En outre, lorsque les deux parties conviennent, en 1993, à reporter les discussions des questions les plus délicates en fin de processus, elles ne font que reporter l’échec final. Que ce soit à propos de Jérusalem, du droit de retour, des colonies, des frontières, les positions étaient et restent inconciliables. A Oslo, les Palestiniens voulaient s’accrocher à cette ébauche de solution, puis gagner par la négociation. Quant aux Israéliens, ils voulaient simplement gagner du temps et imposer aux Palestiniens toujours plus de concessions.

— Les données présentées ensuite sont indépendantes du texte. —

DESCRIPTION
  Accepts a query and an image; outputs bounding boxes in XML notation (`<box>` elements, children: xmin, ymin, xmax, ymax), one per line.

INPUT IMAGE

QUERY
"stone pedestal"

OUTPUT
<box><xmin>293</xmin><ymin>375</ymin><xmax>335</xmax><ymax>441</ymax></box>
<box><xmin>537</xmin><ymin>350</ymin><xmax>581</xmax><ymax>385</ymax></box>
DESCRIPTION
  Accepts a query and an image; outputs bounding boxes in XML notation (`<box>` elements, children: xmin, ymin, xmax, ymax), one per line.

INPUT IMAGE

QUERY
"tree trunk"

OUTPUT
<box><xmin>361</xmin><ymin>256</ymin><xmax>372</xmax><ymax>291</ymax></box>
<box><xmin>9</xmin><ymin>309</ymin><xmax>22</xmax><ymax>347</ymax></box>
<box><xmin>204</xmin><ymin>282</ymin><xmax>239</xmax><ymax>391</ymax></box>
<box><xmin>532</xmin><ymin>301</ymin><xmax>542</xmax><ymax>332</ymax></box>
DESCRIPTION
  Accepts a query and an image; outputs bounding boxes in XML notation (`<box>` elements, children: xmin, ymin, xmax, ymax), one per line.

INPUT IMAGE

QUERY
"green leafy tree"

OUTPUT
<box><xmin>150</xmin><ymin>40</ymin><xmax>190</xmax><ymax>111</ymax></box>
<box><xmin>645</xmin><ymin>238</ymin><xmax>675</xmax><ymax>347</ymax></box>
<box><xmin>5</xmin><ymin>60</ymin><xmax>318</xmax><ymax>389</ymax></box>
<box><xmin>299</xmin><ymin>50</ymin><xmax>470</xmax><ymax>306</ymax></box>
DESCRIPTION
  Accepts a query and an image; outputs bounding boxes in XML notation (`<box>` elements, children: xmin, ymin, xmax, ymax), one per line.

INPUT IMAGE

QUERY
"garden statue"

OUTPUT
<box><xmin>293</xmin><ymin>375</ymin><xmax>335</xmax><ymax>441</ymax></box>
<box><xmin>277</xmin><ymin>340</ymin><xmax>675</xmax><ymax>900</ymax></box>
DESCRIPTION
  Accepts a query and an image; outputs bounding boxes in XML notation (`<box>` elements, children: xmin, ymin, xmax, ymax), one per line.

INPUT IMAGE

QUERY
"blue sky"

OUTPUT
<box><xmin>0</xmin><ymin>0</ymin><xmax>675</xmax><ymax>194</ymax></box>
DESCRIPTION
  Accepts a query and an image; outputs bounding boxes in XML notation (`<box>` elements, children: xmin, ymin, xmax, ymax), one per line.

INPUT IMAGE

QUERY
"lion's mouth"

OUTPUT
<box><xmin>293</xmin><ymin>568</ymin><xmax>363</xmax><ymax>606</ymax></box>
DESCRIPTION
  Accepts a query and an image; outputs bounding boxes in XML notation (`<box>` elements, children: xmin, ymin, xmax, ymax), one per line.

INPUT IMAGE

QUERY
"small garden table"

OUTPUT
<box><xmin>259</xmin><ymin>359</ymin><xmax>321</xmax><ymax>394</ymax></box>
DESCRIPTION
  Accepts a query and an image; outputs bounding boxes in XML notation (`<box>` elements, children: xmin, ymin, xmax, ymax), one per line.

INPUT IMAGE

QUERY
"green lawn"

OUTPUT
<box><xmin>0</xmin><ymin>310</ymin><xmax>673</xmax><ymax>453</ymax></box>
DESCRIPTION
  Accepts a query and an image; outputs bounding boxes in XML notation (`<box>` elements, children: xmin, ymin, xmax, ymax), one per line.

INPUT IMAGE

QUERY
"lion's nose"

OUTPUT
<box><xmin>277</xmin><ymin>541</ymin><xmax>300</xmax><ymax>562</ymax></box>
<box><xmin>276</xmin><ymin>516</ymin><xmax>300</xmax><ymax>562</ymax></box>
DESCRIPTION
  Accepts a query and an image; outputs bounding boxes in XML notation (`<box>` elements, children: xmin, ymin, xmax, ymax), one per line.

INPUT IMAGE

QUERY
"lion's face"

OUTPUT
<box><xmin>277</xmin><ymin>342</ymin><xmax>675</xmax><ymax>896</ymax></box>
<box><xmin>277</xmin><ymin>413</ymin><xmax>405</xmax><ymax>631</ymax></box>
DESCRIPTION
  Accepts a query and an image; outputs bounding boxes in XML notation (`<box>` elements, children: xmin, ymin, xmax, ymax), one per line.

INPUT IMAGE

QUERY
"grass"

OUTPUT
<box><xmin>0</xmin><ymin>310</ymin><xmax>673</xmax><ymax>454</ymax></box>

Malheureusement, l’erreur d’Oslo a été répétée par la communauté internationale avec l’adoption, en 2003, de la « Feuille de route », qui de nouveau propose un processus par étapes. Comment imaginer alors un accord d’ici neuf mois, le délai sur lequel les deux parties ont accepté de tabler lors de la reprise des négociations de paix fin juillet, après près de trois ans de blocage ? La tâche paraît immense. La tâche paraît surtout impossible, au terme de six décennies d’un conflit historique et de deux décennies de rendez-vous ratés.

Un contexte défavorisant

Tout a commencé avec la Conférence de Madrid, qui s’est tenue fin octobre 1991 sous l’impulsion des Etats-Unis et de l’ex-Union soviétique. Ce fut la première tentative de la communauté internationale d’engager une paix au Proche-Orient incluant Israël et l’ensemble du monde arabe.

A l’époque, le président américain Georges Bush père, principal instigateur de ce qu’on appellera plus tard le processus de paix, était mu par un contexte régional et mondial nouveau : les conséquences de la fin de la guerre froide, de la première guerre du Golfe et de la première Intifada. Déclenché en 1987, le soulèvement palestinien a mis sur le devant de la scène internationale les revendications palestiniennes jusque-là ignorées alors que la première guerre du Golfe avait exacerbé les sentiments au sein des populations arabes.

Aujourd’hui, le contexte est tout autre. Depuis deux ans et demi, le Printemps arabe et les bouleversements qui s’ensuivirent ont multiplié les zones de tensions dans un Proche-Orient jusqu’ici rythmé par le conflit entre Israël et ses voisins arabes. Le Printemps arabe a également relégué au second plan la question palestinienne (le blocage des négociations coïncide avec le début des révolutions arabes). La crise syrienne a créé une véritable onde de choc d’autant plus que la Syrie est devenue le principal terrain d’affrontement entre sunnites et chiites. Un affrontement qui risque de déborder jusqu’à l’Iran, chef de file du chiisme. D’ailleurs, sur le plan international, la lune de miel entre Washington et Moscou n’est plus, notamment à cause du désaccord sur la Syrie.

Et c’est justement à cause de tout cela que, selon les observateurs, les Etats-Unis ont choisi ce timing pour tenter de redonner vie au processus de paix, en raison de l’impasse dans laquelle se trouve la diplomatie américaine dans le monde arabe. Car on l’a peut-être oublié ces dernières années, la cause palestinienne est une cause arabe. Et une stabilisation de la région entière ne peut se faire sans un règlement de la question palestinienne.